The real struggle is with alignment.
At some point in the life of every organization, a difficult realization begins to surface: the leadership team that helped you get here may not be the team that can take you where you are going next.
Often, a new CEO is announced, and the approach is to “not make any fast changes.”
But the problem is that the old team thinks in old ways. Some will pivot; others just won’t.
This is not a failure. It is a stage of growth.
Companies evolve. Markets change. Complexity increases. And leadership must evolve with it.
In this situation, many CEOs hesitate. They delay difficult decisions because loyalty, history, and personal relationships are involved. No one starts a company imagining they will someday have to restructure the very team that helped build it.

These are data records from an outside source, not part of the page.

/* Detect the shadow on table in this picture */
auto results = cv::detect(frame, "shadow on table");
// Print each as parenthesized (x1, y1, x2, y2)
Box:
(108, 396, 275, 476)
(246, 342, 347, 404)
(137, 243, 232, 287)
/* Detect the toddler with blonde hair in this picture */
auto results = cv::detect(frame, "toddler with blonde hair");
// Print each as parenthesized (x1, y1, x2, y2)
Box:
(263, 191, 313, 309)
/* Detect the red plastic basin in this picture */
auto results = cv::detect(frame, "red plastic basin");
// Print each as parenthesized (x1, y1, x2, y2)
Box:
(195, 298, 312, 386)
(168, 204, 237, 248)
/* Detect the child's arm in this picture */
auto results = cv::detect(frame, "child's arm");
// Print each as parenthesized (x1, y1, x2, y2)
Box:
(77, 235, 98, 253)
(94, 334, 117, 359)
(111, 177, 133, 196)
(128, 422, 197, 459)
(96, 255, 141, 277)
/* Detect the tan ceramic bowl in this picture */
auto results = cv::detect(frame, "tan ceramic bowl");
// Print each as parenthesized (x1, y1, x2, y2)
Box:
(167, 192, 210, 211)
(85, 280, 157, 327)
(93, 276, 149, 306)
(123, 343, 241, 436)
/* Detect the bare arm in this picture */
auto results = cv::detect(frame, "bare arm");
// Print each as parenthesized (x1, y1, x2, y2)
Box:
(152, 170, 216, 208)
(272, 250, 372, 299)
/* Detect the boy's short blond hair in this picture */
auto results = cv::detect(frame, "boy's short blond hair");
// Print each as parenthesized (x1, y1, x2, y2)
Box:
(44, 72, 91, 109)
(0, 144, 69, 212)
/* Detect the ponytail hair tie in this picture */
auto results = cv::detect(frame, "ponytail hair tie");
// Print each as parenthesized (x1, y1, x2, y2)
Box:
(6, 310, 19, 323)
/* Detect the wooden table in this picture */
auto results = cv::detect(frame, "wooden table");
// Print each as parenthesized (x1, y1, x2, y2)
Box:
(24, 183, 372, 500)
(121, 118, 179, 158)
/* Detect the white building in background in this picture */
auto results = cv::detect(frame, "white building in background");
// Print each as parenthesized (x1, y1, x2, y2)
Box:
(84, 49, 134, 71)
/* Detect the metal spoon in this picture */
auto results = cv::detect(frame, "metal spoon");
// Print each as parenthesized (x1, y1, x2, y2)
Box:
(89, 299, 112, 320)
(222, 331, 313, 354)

But courage in leadership is rooted in responsibility above loyalty. You may be loyal to a friend whom you trust, but who also lacks the ability to scale the company. This is where courage emerges.
Your primary responsibility is stewardship of the mission.
When the leadership structure no longer supports the mission, courageous leaders step in. Sometimes that means redefining roles. Sometimes it means developing people further.
Occasionally it means helping someone transition with dignity.
The goal is not replacement. The goal is alignment.
Jim Collins’ research found that great companies focus intensely on getting “the right people in the right seats.” Leaders who delay this alignment often experience stalled growth and internal friction (Collins, Good to Great, 2001).
A strong leadership team does not emerge accidentally.
It is built through clarity, courage, and honest evaluation.
And sometimes the most responsible decision a CEO makes is also the most uncomfortable one.